6 Places You Ought To Put Your Money 

Investing remains a goal to many people but for a reason or another, they hardly actualize it. It is said that people ought to invest in things they understand. That is true, but what happens to cases where one is relatively novice on where to put his or her money? Value Galactica points to you key areas you could be looking at to have your money grow. If you give the following six areas keen interest and invest wisely either by yourself, through a reputable professional or institution, you are bound to make bank over time.


Investing in stocks is ideally buying a piece of a company. You could buy and hold the investment for the medium or long term. Stock investing requires a level of insight on the company which you choose to buy into. You ought to understand the business that company is into, the management’s professionalism and integrity, and importantly the company’s long term outlook. For instance, in Kenya, you can grade Safaricom along the basic lines I have shared. The same can be replicated to Microsoft and Tesla on the global scale.

Real Estate

Real Estate is a traditional form of investment that will keep increasing in value over the years as long as the human populace is existent and continues to increase. There are three types or real estate that require a fair level of understanding for one to venture. These are; Commercial, Residential and Land.

Cr: Fransesca Tosolini

Commercial Real Estate includes office buildings, retail and wholesale centers, industrial centers and hotels.

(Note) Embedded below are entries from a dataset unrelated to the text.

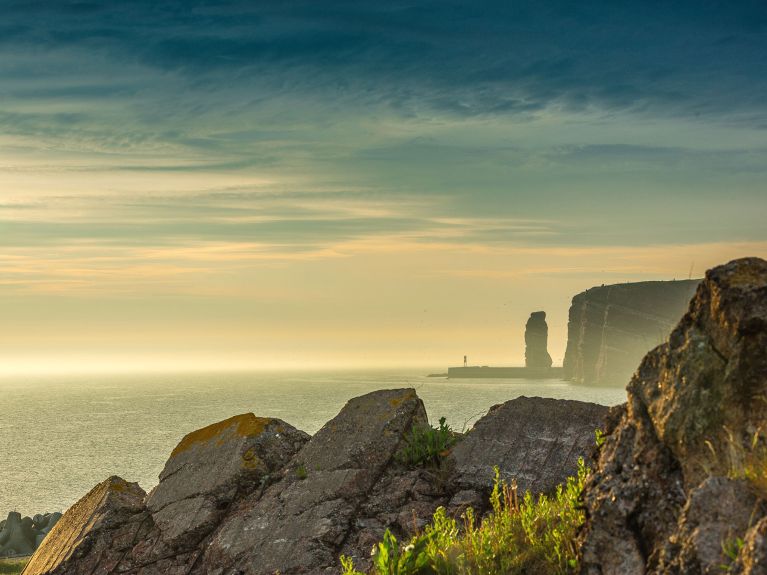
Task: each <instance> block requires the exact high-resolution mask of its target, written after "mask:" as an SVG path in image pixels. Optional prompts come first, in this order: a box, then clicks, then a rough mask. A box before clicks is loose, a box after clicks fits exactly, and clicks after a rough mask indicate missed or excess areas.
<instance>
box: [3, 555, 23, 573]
mask: <svg viewBox="0 0 767 575" xmlns="http://www.w3.org/2000/svg"><path fill="white" fill-rule="evenodd" d="M27 561H29V557H21V558H18V559H0V575H18V574H19V573H21V572H22V570H23V569H24V566H25V565H26V564H27Z"/></svg>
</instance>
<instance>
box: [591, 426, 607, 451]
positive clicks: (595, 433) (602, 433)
mask: <svg viewBox="0 0 767 575" xmlns="http://www.w3.org/2000/svg"><path fill="white" fill-rule="evenodd" d="M594 437H595V443H596V444H597V447H602V446H603V445H604V444H605V439H607V437H606V436H605V432H604V431H602V430H601V429H599V428H597V429H595V430H594Z"/></svg>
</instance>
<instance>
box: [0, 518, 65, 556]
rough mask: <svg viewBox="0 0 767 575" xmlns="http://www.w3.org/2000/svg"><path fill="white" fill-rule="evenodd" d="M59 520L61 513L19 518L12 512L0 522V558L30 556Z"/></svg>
mask: <svg viewBox="0 0 767 575" xmlns="http://www.w3.org/2000/svg"><path fill="white" fill-rule="evenodd" d="M60 518H61V513H45V514H39V515H35V516H34V517H23V518H22V517H21V514H20V513H17V512H15V511H12V512H11V513H9V514H8V517H7V518H6V519H4V520H3V521H0V557H15V556H18V555H31V554H32V552H33V551H34V550H35V549H37V548H38V547H39V546H40V543H42V541H43V539H45V536H46V535H48V532H49V531H50V530H51V529H53V526H54V525H56V522H57V521H58V520H59V519H60Z"/></svg>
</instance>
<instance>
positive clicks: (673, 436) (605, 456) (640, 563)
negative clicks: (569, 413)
mask: <svg viewBox="0 0 767 575" xmlns="http://www.w3.org/2000/svg"><path fill="white" fill-rule="evenodd" d="M765 397H767V262H765V261H764V260H761V259H757V258H747V259H742V260H736V261H733V262H730V263H729V264H726V265H724V266H720V267H718V268H714V269H713V270H711V271H709V272H708V273H707V274H706V278H705V280H704V281H703V283H702V284H701V285H700V287H699V288H698V291H697V293H696V295H695V298H694V299H693V301H692V302H691V305H690V311H689V312H688V313H687V315H685V316H684V317H683V318H682V320H681V322H680V323H679V325H678V326H677V327H676V329H675V330H674V331H673V333H672V334H671V336H670V339H669V341H668V343H666V344H664V345H662V346H660V347H658V348H656V349H655V350H653V351H652V352H650V353H649V354H648V355H647V356H646V357H645V359H644V360H643V361H642V364H641V365H640V367H639V370H638V372H637V373H636V375H635V376H634V378H633V379H632V380H631V383H630V384H629V387H628V402H627V404H626V405H625V406H623V407H621V408H619V409H616V410H614V411H613V413H612V414H611V415H612V416H611V418H610V423H608V428H607V439H606V441H605V443H604V446H603V448H602V449H601V452H600V455H599V458H598V461H597V465H596V471H595V473H594V474H593V475H592V477H591V478H590V479H589V481H588V483H587V487H586V492H585V495H584V499H585V504H586V508H587V514H588V520H587V524H586V529H585V531H584V534H583V541H582V542H583V545H582V555H583V560H582V569H583V572H584V573H586V574H589V575H597V574H599V575H613V574H614V575H619V574H620V575H633V574H642V573H658V574H661V573H672V574H673V573H679V574H682V573H685V574H687V573H689V574H697V573H721V572H723V569H725V570H726V569H730V570H731V572H739V573H748V574H756V573H765V572H767V564H765V562H764V558H765V557H767V546H766V544H765V538H764V534H765V520H764V519H763V517H764V516H765V506H764V503H763V500H764V497H765V495H767V493H765V491H764V487H765V485H764V484H763V482H760V481H759V480H758V477H759V473H761V474H762V477H764V465H765V461H766V459H765V458H764V455H765V454H767V451H765V444H764V432H765V431H767V429H766V428H765V426H766V425H767V402H765V400H764V398H765ZM749 461H751V464H749ZM749 465H752V467H751V468H750V469H749ZM754 473H756V477H755V476H754ZM741 478H742V479H741ZM755 479H756V480H755ZM738 539H742V540H745V542H746V543H745V546H744V548H743V551H742V552H741V554H740V557H739V558H738V560H737V562H736V563H733V562H732V561H731V559H730V558H729V557H728V556H727V554H726V553H725V552H724V549H730V550H731V551H732V550H733V549H734V550H735V552H737V545H736V542H737V540H738ZM723 566H724V567H723Z"/></svg>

Residential Real Estate includes apartments, gated communities and areas where people go to for their housing needs.

Land could be purchased for commercial or residential purposes. This is mostly determined by the location of land. Land can also use for agricultural, warehousing and other industrial purposes such as harboring solar panel plants or wind turbines. You can as well have land for small scale needs or just buy and hold then cash out after years.


Bonds are debts given by individuals to companies or governments. Government bonds are mostly risk free and guarantee their returns to clients. Debts given to companies are referred to as commercial papers and inherently have a level of risk with them. Notably, certain companies have defaulted on their debts to clients such as Ever Grande in China, some Kenyan Real Estate companies alongside other companies around the world. It is critical that you as an investor looks at the ability of a company to keep its end of the bargain which is returning your principle and interest.

Mutual and Index Funds

Mutual and Index funds provide a balanced pool of stocks that shield an investor from economic shocks and extreme downturns of single companies. Examples include the S&P 500 that tracks the top 500 companies in USA, and Vanguard Mutual Funds. Talk to your financial advisor, bank or insurance contact for more detail on this. They will be able to advise you with respect to your goals.


As basic as it sounds, equipment have a fair value of return to their owners. Roads need to be built, the same is with buildings, farm lands need to be toiled and many more of such like examples. Having equipment in one of the niches is a good investment that will bring in money to your accounts.

Brand and Goodwill

Building a brand and goodwill are arguably not the easiest of ventures I would recommend but if you have the time and vigor, they might get you big bucks over time. When your company has grown well enough to identify as a brand and people have an undeniable liking and following towards it, then you are in for a great cash out whenever you are ready.